FIG. 7 illustrates an example method for using triples to generate
index hashes and generating verification hashes in accordance with
implementations of this disclosure. At 702, a spectrogram can be
generated (e.g., by a spectrogram component) for an audio sample
based on fast Fourier transforms (FFTs) of overlapping windows. At
704, a set of local peaks of the spectrogram can be generated
(e.g., by a spectrogram component). In one implementation, local
peaks in the set of local peaks are maxima in a local
time/frequency window. At 706, a set of triples can be generated
(e.g., by a triples component) based on the set of local peaks. In
one implementation, generating the set of triples is further based
on a maximum time span for each triple. In one implementation, each
triple in the set of triples contains a first frequency maxima, a
second frequency maxima, a third frequency maxima, a quantized time
of a latest maxima, and a time span. At 708, an index histogram can
be generated (e.g., by a triples component) based on the set of
triples. At 710, the index histogram can be transformed (e.g., by a
hash component) into one or more index hashes. In one
implementation, the one or more index hashes can be weighted
minhashes. At 712, a verification histogram can be generated (e.g.,
by a verification component 310) based on the set of local peaks.

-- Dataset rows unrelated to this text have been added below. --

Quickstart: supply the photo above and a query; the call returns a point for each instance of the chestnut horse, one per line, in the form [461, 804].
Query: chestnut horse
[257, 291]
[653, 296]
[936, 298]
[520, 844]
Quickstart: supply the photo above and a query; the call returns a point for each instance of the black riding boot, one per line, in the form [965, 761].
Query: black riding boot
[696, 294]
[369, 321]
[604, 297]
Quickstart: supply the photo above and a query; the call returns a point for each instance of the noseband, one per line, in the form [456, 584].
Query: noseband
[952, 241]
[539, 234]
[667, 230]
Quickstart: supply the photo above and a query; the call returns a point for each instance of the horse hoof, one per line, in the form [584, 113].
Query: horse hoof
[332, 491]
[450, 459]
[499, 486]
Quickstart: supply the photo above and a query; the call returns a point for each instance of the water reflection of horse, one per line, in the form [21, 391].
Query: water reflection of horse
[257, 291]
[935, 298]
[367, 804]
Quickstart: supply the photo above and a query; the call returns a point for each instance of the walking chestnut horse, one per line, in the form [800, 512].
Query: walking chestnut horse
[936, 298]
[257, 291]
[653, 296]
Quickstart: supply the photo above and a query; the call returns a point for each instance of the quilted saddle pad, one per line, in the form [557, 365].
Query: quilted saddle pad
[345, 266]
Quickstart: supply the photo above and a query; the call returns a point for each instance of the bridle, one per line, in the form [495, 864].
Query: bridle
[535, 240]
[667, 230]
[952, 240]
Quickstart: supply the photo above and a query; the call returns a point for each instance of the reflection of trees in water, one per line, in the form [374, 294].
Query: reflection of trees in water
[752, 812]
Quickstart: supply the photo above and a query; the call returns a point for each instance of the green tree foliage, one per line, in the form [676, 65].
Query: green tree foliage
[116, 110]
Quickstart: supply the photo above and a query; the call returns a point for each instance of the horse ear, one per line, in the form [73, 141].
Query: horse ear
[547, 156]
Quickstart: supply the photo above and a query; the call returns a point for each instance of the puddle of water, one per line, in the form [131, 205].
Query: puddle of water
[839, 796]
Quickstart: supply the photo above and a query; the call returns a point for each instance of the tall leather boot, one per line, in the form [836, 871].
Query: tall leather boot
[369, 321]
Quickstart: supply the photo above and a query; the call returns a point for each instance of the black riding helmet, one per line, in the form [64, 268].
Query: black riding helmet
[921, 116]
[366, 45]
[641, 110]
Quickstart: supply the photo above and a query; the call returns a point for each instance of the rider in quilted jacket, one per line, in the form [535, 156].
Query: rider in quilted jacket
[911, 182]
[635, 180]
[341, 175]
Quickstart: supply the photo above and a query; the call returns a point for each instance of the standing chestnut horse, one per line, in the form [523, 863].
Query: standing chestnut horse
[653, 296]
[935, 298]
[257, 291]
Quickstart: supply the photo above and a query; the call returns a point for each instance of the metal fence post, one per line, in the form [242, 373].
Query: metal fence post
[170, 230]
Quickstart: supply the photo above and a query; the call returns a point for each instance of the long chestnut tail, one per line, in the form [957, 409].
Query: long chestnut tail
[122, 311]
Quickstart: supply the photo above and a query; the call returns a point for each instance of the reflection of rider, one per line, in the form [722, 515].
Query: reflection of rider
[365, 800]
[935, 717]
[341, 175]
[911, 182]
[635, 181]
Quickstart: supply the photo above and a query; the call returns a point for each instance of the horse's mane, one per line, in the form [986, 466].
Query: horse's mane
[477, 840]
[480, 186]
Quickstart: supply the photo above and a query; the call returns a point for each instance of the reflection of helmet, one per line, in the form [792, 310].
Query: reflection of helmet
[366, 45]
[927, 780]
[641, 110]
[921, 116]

At 714, the verification histogram can be transformed (e.g., by a
verification component) into one or more verification hashes. In
one implementation, the one or more verification hashes can be
weighted minhashes.
FIG. 8 illustrates an example method for using index hashes and
verification hashes in building a reference sets or in matching an
audio signal in accordance with implementations of this disclosure.

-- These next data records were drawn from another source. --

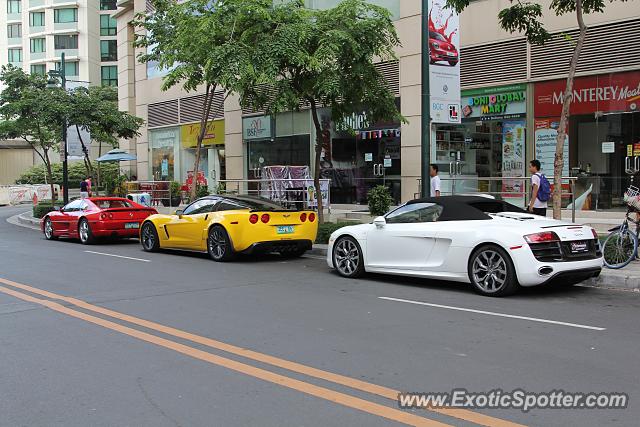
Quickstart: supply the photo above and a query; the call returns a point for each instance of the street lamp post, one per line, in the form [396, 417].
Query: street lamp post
[426, 105]
[65, 156]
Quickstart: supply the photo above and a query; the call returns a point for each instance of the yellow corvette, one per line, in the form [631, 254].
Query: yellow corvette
[225, 226]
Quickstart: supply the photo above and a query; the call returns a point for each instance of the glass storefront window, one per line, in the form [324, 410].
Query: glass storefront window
[164, 143]
[292, 150]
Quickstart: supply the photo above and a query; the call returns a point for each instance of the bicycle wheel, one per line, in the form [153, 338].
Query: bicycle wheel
[619, 248]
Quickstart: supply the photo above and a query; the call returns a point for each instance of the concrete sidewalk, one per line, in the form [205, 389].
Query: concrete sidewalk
[627, 278]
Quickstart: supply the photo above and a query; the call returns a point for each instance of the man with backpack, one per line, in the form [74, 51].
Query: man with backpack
[540, 190]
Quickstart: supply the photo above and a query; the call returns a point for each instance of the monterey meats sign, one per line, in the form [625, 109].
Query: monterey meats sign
[605, 93]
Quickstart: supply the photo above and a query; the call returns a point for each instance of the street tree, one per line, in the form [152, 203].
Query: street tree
[527, 17]
[325, 58]
[202, 44]
[95, 110]
[33, 112]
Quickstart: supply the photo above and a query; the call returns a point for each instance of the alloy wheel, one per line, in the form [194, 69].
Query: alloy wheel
[148, 237]
[84, 231]
[347, 257]
[489, 271]
[48, 229]
[217, 244]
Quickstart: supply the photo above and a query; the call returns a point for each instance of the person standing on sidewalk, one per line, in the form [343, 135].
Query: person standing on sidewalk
[435, 180]
[540, 190]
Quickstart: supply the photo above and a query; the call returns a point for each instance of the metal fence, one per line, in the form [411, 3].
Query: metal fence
[289, 192]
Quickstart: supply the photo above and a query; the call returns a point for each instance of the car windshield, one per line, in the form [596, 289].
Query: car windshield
[436, 36]
[258, 204]
[108, 204]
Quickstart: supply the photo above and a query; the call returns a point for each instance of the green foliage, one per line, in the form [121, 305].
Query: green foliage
[379, 200]
[77, 173]
[325, 230]
[526, 17]
[41, 209]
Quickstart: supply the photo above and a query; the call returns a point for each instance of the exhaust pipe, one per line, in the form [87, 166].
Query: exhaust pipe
[545, 271]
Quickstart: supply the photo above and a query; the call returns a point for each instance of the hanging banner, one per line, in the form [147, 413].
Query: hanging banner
[444, 59]
[513, 137]
[545, 146]
[214, 134]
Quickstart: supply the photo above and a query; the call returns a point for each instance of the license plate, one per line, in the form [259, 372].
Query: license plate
[285, 229]
[577, 247]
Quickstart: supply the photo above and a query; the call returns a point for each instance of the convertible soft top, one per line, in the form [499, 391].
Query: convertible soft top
[461, 208]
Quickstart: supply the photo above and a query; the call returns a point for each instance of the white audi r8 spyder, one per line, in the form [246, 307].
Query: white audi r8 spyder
[495, 246]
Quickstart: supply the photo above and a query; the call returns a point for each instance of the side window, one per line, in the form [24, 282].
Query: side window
[415, 213]
[227, 205]
[200, 206]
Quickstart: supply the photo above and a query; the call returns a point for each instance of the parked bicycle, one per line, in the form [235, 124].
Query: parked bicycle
[621, 245]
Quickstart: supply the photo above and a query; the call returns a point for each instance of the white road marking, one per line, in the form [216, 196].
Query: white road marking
[491, 313]
[118, 256]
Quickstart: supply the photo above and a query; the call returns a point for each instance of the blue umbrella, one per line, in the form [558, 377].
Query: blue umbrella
[116, 156]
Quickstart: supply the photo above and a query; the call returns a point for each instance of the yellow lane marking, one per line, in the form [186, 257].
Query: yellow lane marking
[386, 392]
[311, 389]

At 802, a spectrogram can be generated (e.g., by a spectrogram
component) for an audio sample based on fast Fourier transforms
(FFTs) of overlapping windows. At 804, a set of local peaks of the
spectrogram can be generated (e.g., by a spectrogram component). In
one implementation, local peaks in the set of local peaks are
maxima in a local time/frequency window. At 806, a set of triples
can be generated (e.g., by a triples component) based on the set of
local peaks. In one implementation, generating the set of triples
is further based on a maximum time span for each triple. In one
implementation, each triple in the set of triples contains a first
frequency maxima, a second frequency maxima, a third frequency
maxima, a quantized time of a latest maxima, and a time span. At
808, an index histogram can be generated (e.g., by a triples
component) based on the set of triples. At 810, the index histogram
can be transformed (e.g., by a hash component) into one or more
index hashes. In one implementation, the one or more index hashes
can be weighted minhashes. At 812, a verification histogram can be
generated (e.g., by a verification component) based on the set of
local peaks. At 814, the verification histogram can be transformed
(e.g., by a verification component) into one or more verification
hashes. In one implementation, the one or more verification hashes
can be weighted minhashes.
At 816, the one or more index hashes can be added (e.g., by an
index component 410) to a set of index hashes stored within an
index data store. At 818, the one or more verification hashes can
be added (e.g., by an index component) to a set of verification
hashes stored within a verification data store wherein the one or
more index hashes and the one or more verification hashes are
associated.
Alternative to acts 816-818, at 820, the audio sample can be
matched (e.g., by a matching component 510) by comparing the one or
more index hashes transformed at 810 to a set of index hashes to
determine a potential match and the one or more verification hashes
to a set of verification hashes associated with the potential
match.
FIG. 9 illustrates a high-level functional block diagram of an
example client device using triples to generate index hashes in
accordance with implementations of this disclosure. A client device
could include a smart phone, a tablet, an e-reader, a personal
digital assistant, a desktop computer, a laptop computer, a server,
etc. A spectrogram component 910 can generate a spectrogram of an
audio sample 202 based on fast Fourier transforms (FFTs) of
overlapping windows and identify a set of local peaks based on the
spectrogram. Audio sample 202 can be an audio file stored within
memory 204. A triples component 920 can generate a set of triples
based on the set of local peaks. The triples component 920 can
further generate an index histogram based on the set of triples. A
hash component 930 can generate one or more index hashes based on
the index histogram. A verification component 940 can generate a
verification histogram based on the set of local peaks and
transforms the verification histogram into one or more verification
hashes.
FIG. 10 illustrates a high-level functional block diagram of an
example client device using triples to generate index hashes
including a matching component 1010 in accordance with
implementations of this disclosure. Matching component 1010 can
employ the one or more index hashes generated by hash component 930
to identify a potential match of the audio sample and an audio file
stored in a repository 1002. In one implementation, matching
component 1010 can further employ the one or more verification
hashes to verify the match. Audio file repository 1002 can contain
a set of index hashes 1004 and a set of verification hashes 1006
which matching component 1010 can utilize in identifying a
potential match or verifying a potential match.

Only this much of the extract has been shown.